À l’ombre de Mykonos, où les voiliers dansent sur les eaux azur de la mer Égée, une île discrète connaît un destin tragique. Délos, joyau de l’archipel des Cyclades et site archéologique classé au patrimoine mondial de l’UNESCO depuis 1990, lutte silencieusement contre les assauts implacables de la mer.
Véronique Chankowski, directrice de l’École française d’Athènes, qui supervise les fouilles sur l’île depuis un siècle et demi, est catégorique :
Délos est condamnée à disparaître d’ici une cinquantaine d’années.
Les murs de pierre, vestiges impressionnants vieux de près de deux millénaires, sont déjà en train de s’effondrer sous l’impact de la montée du niveau de la mer, exacerbée par le réchauffement climatique.
Ce sanctuaire dédié à Apollon, dieu grec des arts et de la beauté, a été autrefois une plaque tournante du commerce méditerranéen antique, attirant des pèlerins de toute la Grèce. Aujourd’hui, il attire principalement des archéologues en été et deux gardiens en hiver, mais les visiteurs occasionnels continuent d’affluer, souvent au détriment de la préservation du site.
Chaque année, je vois de nouveaux murs s’effondrer au printemps
se désole Jean-Charles Moretti, chercheur au CNRS IRAA et directeur de la mission archéologique française sur l’île.
L’eau ronge inexorablement les bases des structures antiques, menaçant de les effacer pour toujours.
Outre les défis posés par la montée des eaux, Délos doit également faire face à une pression touristique croissante. Les soirées endiablées de Mykonos résonnent parfois jusque sur les pentes de Délos, tandis que des bateaux de croisière déversent des flots de visiteurs qui, parfois, ne respectent pas les zones préservées.

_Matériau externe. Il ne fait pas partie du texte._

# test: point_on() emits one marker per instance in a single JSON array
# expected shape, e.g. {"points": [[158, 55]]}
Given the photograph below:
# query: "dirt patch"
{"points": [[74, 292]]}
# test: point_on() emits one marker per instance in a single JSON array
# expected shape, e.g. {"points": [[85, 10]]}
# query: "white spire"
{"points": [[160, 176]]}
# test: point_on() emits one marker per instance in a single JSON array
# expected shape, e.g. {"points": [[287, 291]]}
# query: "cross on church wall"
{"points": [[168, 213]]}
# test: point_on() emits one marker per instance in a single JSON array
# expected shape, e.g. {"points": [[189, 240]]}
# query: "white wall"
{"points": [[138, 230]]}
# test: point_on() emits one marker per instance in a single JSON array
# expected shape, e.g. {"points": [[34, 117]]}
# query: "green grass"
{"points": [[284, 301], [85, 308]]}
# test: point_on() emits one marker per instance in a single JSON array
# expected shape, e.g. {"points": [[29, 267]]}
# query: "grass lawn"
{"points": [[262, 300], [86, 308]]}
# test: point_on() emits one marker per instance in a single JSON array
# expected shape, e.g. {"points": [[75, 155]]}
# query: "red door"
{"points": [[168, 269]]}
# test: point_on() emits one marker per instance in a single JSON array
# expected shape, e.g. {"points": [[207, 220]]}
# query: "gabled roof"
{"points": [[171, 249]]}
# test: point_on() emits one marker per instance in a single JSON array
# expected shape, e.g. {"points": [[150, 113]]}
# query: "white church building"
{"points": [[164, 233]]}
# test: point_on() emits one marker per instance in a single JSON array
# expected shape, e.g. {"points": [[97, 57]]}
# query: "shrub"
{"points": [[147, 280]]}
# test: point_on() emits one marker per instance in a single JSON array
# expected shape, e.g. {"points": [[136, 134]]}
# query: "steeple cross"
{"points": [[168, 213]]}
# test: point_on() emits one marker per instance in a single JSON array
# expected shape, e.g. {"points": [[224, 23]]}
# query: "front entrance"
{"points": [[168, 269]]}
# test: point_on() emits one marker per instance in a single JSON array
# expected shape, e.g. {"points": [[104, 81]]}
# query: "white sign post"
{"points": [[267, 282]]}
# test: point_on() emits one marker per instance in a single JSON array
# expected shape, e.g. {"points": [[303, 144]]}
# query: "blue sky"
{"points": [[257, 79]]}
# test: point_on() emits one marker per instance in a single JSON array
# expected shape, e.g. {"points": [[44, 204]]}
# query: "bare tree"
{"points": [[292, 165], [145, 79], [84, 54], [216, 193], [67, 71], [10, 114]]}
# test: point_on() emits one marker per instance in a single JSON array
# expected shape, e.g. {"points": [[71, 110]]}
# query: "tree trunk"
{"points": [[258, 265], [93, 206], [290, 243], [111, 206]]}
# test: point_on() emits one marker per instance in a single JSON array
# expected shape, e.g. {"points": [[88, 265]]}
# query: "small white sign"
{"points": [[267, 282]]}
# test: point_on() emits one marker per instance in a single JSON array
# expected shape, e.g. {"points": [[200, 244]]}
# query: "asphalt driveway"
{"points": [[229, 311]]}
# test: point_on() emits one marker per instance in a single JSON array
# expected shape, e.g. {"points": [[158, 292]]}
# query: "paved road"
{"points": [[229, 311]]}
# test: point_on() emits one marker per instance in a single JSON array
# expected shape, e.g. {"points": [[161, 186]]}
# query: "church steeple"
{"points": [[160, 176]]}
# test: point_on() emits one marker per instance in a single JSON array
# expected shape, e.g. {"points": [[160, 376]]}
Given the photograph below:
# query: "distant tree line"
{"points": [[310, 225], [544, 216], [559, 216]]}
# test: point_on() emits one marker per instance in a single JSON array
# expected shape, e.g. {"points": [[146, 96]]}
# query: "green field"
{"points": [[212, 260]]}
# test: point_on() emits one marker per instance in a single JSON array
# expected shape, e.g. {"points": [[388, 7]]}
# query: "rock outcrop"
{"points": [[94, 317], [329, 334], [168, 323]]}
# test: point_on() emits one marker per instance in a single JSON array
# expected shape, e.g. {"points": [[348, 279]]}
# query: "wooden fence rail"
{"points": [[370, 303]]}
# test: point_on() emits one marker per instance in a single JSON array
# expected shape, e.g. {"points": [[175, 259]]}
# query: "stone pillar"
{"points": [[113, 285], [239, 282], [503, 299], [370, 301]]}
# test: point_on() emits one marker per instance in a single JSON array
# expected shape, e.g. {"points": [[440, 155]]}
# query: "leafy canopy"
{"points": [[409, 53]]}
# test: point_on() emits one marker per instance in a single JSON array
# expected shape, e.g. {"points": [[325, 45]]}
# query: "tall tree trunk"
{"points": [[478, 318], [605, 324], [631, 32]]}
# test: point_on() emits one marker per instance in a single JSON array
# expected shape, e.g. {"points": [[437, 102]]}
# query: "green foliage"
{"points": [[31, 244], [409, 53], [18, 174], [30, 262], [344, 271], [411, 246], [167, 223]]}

Les mesures d’urgence telles que l’installation d’étais de bois pour soutenir les murs fragilisés sont mises en place, mais elles ne sont que des pansements sur une blessure béante. Véronique Chankowski plaide pour une approche multidisciplinaire, combinant expertise archéologique, écologique et climatique pour trouver des solutions durables.
Le défi est immense :
Nous avons remplacé les pailles en plastique par des pailles en papier, mais nous avons perdu la bataille pour protéger notre environnement
déplore Athena-Christiana Loupou, archéologue grecque sur Délos. La bataille pour sauver Délos, un témoignage unique de la grandeur antique, est désormais une course contre la montre.